Apprendre à mettre la Bible en arrière-plan?
Mon titre semble être une vraie provocation pour les calvinistes et autres évangéliques. Eux, qui ont justement mis les Saintes Écritures au premier-plan. Dans nos activités ecclésiales, prédications, études bibliques, la position de la Bible, en pole position, a été notre marque de fabrique. Suis-je un nouvel hérétique? Ma réflexion est liée au changement socio-culturel que nous vivons et qui demandent de nouvelles solutions, aussi dans la mise en valeur de la Bible. Non pas des solutions idéales - elles n'existent pas - mais des solutions pour intéresser les européens à la spiritualité chrétienne.
Bible, communication entre chrétiens et pas-encore-chrétiens?
C'est bien là le piège de cette culture biblique héritée des réformateurs du 16ème siècle. Nous avons appris à mettre la Bible au centre de nos réflexions, de nos pratiques, de nos cultes et par ricochet elle a aussi été mise entre l'église et le monde extérieur. La preuve, c'est l'avalanche des versets bibliques sur les réseaux sociaux. Ça tourne à la machine publicitaire qui veut nous «vendre» un produit, ici un «produit» religieux. La publicité fonctionne grâce au matraquage, à la répétition du même message, pendant une période importante selon le budget que l'on a à disposition.
Ce qui a été, à l'origine au 16ème siècle, un réel bienfait, s'est sclérosé au bout de plusieurs siècles et devient inopérant.
Le Christ, sur terre, un exemple à suivre
Pour quelle raison, le Christ ne s'est-il pas promené parmi les gens, avec les rouleaux de la Torah sous les bras? Bien sûr, il y avait une question tout à fait pratique. Ces rouleaux étaient très fragiles. Vous me direz, que si le Christ, vivait, en chair et en os, actuellement dans notre culture, il aurait toujours une Bible dans ses poches et l'ouvrirait à chaque occasion. Je n'en suis pas si sûr! Il aurait une Bible dans son sac à dos, c'est sûr, mais il ne passerait pas son temps à expliquer un texte, certes inspiré. D'ailleurs, en son temps sur terre, il ne passait pas son temps à citer les textes de la Torah. Il a vécu concrètement, ce que le texte, qu'il avait dans son sac à dos, prescrivait. En théologie ça s'appelle «incarnation».

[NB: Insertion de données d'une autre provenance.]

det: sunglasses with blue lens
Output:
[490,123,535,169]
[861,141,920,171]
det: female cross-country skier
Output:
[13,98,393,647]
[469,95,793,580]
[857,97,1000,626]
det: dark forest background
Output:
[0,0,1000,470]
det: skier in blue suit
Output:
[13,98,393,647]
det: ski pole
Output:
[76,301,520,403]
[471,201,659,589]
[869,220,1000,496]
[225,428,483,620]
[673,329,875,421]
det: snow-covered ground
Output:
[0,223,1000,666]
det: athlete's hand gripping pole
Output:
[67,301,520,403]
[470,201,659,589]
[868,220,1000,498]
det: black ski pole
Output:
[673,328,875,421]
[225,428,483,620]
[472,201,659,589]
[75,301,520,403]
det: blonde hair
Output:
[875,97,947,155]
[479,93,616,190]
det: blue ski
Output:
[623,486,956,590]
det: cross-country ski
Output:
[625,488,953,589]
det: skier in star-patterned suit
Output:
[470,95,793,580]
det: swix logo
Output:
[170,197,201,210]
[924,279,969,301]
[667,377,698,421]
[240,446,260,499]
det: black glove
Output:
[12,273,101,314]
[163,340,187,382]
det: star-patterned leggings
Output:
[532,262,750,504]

Il est plus facile d'écrire (comme moi), de montrer avec des clips (comme moi) la spiritualité, que de la vivre dans son couple, sa famille, avec les gens vivant sur le palier et dans ma cité. Je soupçonne, à mauvais escient, bien sûr, le pasteur ou le prêtre de n'alimenter leurs prêches qu'avec des commentaires qu'ils glanent à droite et à gauche, dans des livres, etc... Ils parleront beaucoup moins de leurs expériences personnelles. Je ne critique pas le pastorat parce que je me mets dans le paquet. C'est astreignant de devoir vivre auparavant ce que l'on prêche.
Que veut dire mettre la Bible en arrière-plan?

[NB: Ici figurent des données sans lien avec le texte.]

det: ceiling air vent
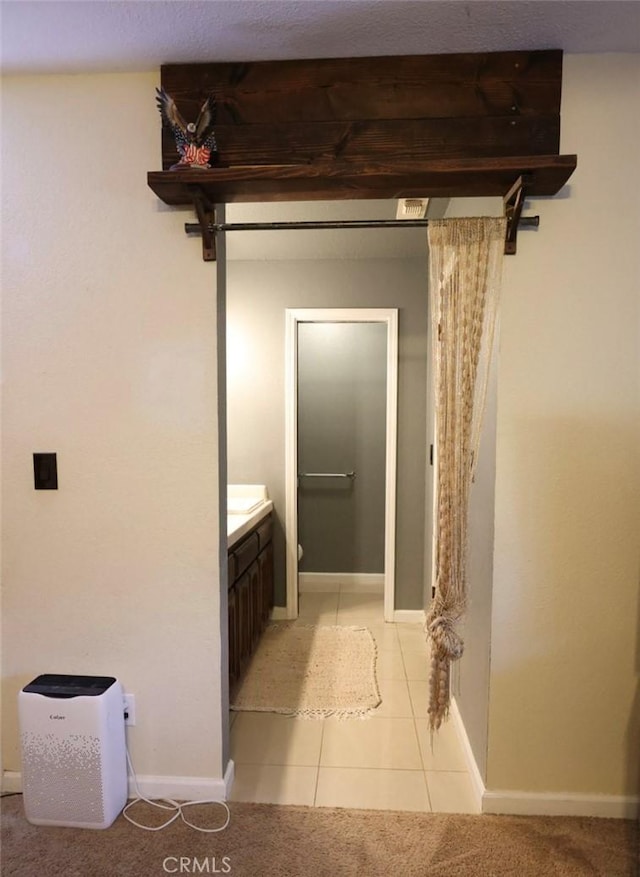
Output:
[396,198,429,219]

Mettre en arrière-plan ne veut pas dire lui donner moins d'importance ou la mettre en sourdine. Le rôle principal de la Bible, c'est de servir de référence, mais nous avons transformé cette référence en argument principal pour convaincre. Or, ce qui va convaincre aujourd'hui c'est l'évangile que nous vivons dans notre vie quotidienne. La mise en pratique. Si le Christ n'avait été qu'un grand spécialiste théologique de la Torah, il aurait fait long feu! Il vivait ce que la Torah préconisait. Il ne la mettait pas entre lui et son public. Nous avons considéré le texte biblique, comme un manuel scolaire dont il faut apprendre le contenu. Dans ma jeunesse, j'ai passé ma confirmation dans le milieu protestant, en me soumettant à un examen de connaissances devant tout le public rassemblé pour la cérémonie. Je devais savoir par cœur des cantiques, des éléments de catéchismes, du credo, d'exposés doctrinaux, etc. Mais on ne m'a pas demandé des expériences de foi, comme par exemple le récit de ma conversion, lorsque j'avais 9 ou 10 ans, un lundi de Pentecôte. Ça, je m'en rappelait ainsi que du message, mais les cantiques et tout le reste, je ne m'en souvient plus.
Non pas partir de la Bible, mais arriver sur elle
Ce n'est pas dans nos habitudes évangéliques, car nous sommes convaincus que le texte sacré va faire automatiquement son effet. Il faut juste le mettre en évidence. Ce n'est pas aussi simple que ça. Surtout que les gens que nous voulons évangéliser ne sont plus catéchisés, donc ils n'ont plus aucune référence pour accrocher un texte. Nous sommes comme devant un mur qui n'a aucun crochet pour accrocher notre «manteau biblique».